Washington Avenue, long a snarl of trucks, pedestrians, vendors and cars heading to I-95, is getting a makeover. The Philadelphia City Planning Commission (PCPC) is halfway through a study of the bustling corridor and plan to reveal a new roadway configuration after the new year. 

In late October, PCPC held their first public meeting to discuss the plan. 

"We had great turnout at the meeting," says PCPC South Philadelphia and transportation planner Jeannette Brugger. "People are very passionate about what happens on Washington Avenue -- it's a very complicated project because there's so much going on on the avenue."

People reserved their strongest input for the section around the Italian Market. It's a stretch of Washington with high foot traffic, and also an area where the bike lane briefly stops (before reappearing at 7th Street). One bicyclist or pedestrian is injured every three weeks due to a crash. Making the bike lane continuous is definitely going to happen, but there are multiple options for how to integrate loading, parking and traffic (you can view all the possibilities here).

"You can't fit everything in," explains Brugger. "If you fit a buffered bike lane in, you might not be able to fit the parking and loading that's needed for the success of the businesses.

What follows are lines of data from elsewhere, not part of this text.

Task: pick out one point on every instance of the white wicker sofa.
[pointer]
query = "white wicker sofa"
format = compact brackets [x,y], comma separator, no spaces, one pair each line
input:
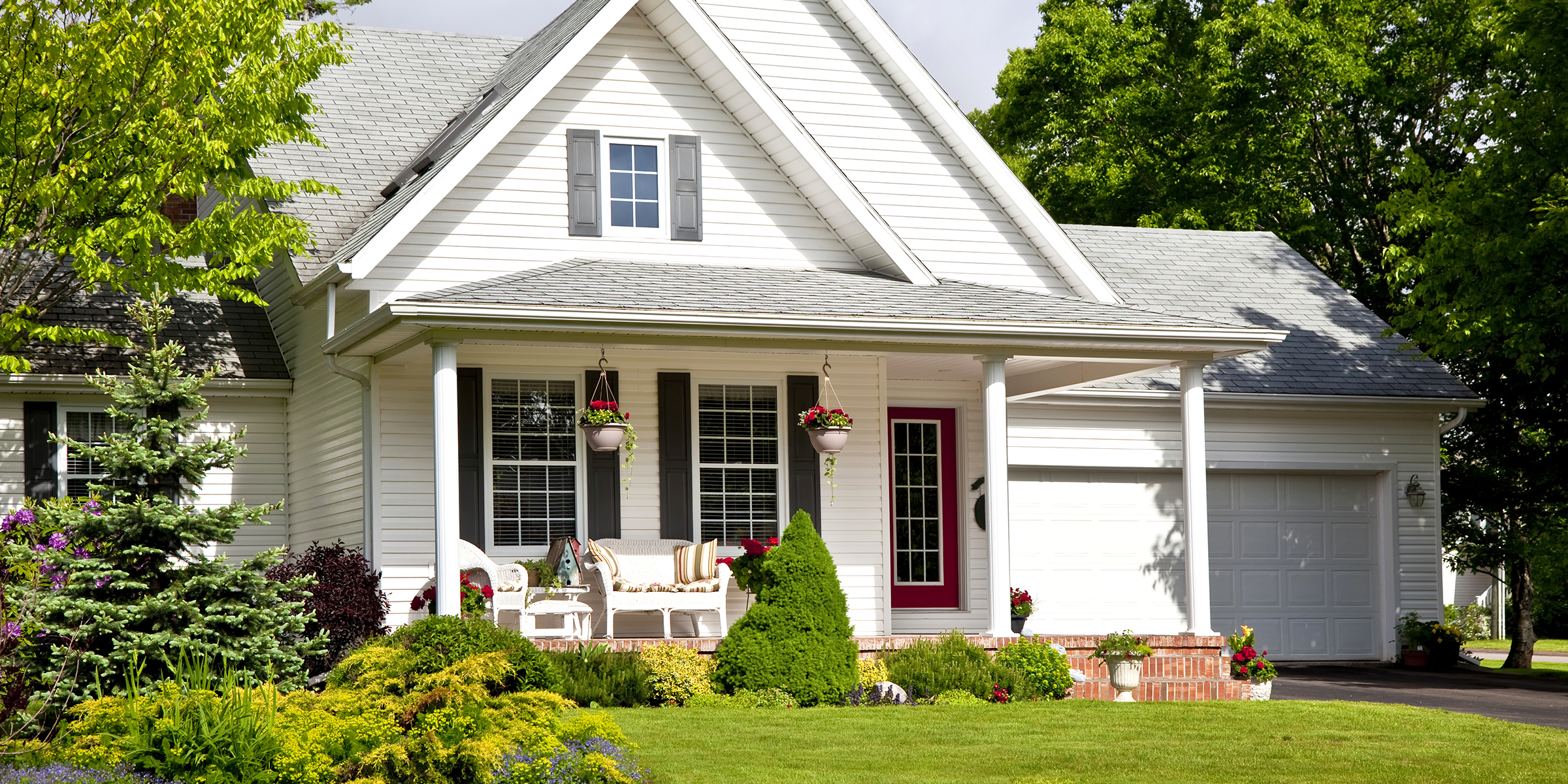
[651,562]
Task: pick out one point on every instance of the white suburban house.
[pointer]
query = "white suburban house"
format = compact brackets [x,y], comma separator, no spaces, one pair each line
[719,198]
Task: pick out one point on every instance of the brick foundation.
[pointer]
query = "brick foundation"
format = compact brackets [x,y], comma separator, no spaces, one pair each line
[1184,668]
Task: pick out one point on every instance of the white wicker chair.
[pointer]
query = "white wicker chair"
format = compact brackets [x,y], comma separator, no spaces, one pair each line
[649,562]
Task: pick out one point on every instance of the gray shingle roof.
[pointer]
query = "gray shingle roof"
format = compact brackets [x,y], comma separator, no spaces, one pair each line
[375,114]
[656,286]
[1335,344]
[233,335]
[468,68]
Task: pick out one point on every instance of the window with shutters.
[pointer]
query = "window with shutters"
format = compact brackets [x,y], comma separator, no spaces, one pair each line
[738,429]
[534,463]
[636,201]
[85,427]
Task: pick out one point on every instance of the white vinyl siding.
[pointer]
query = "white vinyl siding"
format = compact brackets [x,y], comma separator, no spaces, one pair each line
[510,214]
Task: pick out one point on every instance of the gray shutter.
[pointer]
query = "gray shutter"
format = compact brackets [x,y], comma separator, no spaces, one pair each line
[471,455]
[676,472]
[38,455]
[686,189]
[805,469]
[604,474]
[582,184]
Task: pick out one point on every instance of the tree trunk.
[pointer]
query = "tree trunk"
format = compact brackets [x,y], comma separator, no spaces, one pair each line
[1522,628]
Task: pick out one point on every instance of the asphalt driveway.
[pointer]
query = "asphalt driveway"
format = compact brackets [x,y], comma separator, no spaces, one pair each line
[1463,691]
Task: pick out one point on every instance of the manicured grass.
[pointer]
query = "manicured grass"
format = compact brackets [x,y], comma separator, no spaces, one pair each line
[1542,647]
[1541,670]
[1087,742]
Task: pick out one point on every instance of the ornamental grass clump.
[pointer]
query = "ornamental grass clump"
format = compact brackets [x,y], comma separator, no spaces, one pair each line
[953,662]
[797,636]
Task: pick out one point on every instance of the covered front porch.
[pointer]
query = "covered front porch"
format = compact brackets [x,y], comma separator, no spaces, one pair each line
[472,430]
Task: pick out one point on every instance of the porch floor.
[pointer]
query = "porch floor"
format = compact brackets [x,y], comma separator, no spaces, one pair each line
[1183,668]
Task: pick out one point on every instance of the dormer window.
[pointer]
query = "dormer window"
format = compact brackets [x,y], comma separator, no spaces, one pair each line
[634,186]
[647,187]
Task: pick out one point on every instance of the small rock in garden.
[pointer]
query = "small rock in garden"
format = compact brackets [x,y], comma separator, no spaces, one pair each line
[891,692]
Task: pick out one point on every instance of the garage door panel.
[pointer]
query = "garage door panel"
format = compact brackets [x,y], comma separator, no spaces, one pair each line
[1303,540]
[1260,540]
[1307,589]
[1260,589]
[1352,540]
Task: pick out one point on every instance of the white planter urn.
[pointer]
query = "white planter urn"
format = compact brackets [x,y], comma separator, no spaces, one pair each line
[1125,672]
[604,438]
[828,441]
[1261,689]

And that's something we definitely want to promote as well. Another thing I was surprised about, in a good way, was that a lot of folks said the street should be made safer for pedestrians, and that the road should narrowed. Safety is one of our goals in the study."

With all the exciting developments on the waterfront -- including Washington Avenue Green (formerly Pier 53) -- the eastern stretch of Washington should see more foot and bike traffic in the coming years. Though PCPC has to work within the current curb lines, there are still options for making the streetscape more inviting for those visitors. Following a second public meeting, the plans should move forward quickly.

"The goal is to put together striping plans for the Streets Department in the next year-or-two," says Brugger. "Enforcement is what's going to make this new roadway configuration actually work. That's up to Licenses & Inspections, the Parking Authority, the Police Department, the council offices. We can put new alignments down, but if business happens as usual, it won't be as successful as it should be."